PICOLはいわゆる“メディア系商材”に特化した即時買取サービスだ。ゲーム感覚で商品のバーコードをピコり状態を選択すると、すぐに金額の査定が開始。査定後にユーザー情報と集荷日時を登録すればアプリ内のウォレットにお金がたまるというスピード感とお手軽感をウリに、2018年2月よりサービスを開始していた。
「もともとはユーザーが“いかに安心して物を売れる仕組みを作れるか”を模索した結果生まれたサービス」と話すのは、開発元のウリドキネットで代表取締役CEOを務める木暮康雄氏。商品を渡す前に買取金額が確定するようにすることで、買取の不安をなくす狙いがあった。

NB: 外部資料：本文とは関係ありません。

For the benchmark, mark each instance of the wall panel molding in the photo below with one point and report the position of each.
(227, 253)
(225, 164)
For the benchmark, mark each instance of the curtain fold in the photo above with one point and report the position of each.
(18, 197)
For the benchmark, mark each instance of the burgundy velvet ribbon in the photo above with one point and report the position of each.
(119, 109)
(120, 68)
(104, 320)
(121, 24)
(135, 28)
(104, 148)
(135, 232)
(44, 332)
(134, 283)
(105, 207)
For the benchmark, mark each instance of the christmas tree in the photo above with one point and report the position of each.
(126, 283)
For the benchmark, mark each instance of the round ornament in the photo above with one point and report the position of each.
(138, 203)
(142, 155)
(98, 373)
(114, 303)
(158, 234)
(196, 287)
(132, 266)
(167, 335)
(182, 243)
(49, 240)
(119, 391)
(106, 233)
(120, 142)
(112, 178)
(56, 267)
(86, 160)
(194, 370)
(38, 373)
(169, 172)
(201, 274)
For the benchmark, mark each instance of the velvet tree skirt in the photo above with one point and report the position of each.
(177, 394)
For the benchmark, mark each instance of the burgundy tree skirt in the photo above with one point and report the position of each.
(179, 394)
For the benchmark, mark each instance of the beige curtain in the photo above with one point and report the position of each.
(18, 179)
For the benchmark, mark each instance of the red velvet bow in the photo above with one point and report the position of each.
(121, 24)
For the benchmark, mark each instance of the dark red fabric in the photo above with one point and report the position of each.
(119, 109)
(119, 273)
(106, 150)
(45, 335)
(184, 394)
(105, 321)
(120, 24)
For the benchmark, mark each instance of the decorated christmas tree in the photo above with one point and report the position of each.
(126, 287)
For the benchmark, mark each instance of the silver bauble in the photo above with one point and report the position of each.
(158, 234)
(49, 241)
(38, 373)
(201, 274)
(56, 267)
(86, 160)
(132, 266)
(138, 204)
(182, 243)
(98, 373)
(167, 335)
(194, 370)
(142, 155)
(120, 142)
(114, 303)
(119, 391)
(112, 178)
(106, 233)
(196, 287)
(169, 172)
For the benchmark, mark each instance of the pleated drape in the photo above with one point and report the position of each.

同社では複数の買取業者を比較してモノを売れる買取プラットフォーム「ウリドキ」を以前から展開していたけれど、モノを売ることに慣れていないユーザーや、スピーディーに手続きを済ませたいユーザーが気軽に使える選択肢を作りたいという考えもあったのだろう。立ち上げの背景などは冒頭で触れた過去の記事でも詳しく紹介している。
ただPICOLに限った話ではないけれど、即時買取サービスは基本的に性善説に基づいたビジネスだ。従来の買取サービスとは接点のなかったユーザーにリーチできる可能性がある一方で、虚偽の申込(査定金額を振り込んだにも関わらず、商品が送られてこない)など悪用される恐れもある。
実際4月にジラフがスマホの即時買取サービスから撤退した際には「最も高い時で80%が虚偽申込だった」という話も出ていたが、PICOLの場合もピーク時には申込の6割ほどが不正利用だったという。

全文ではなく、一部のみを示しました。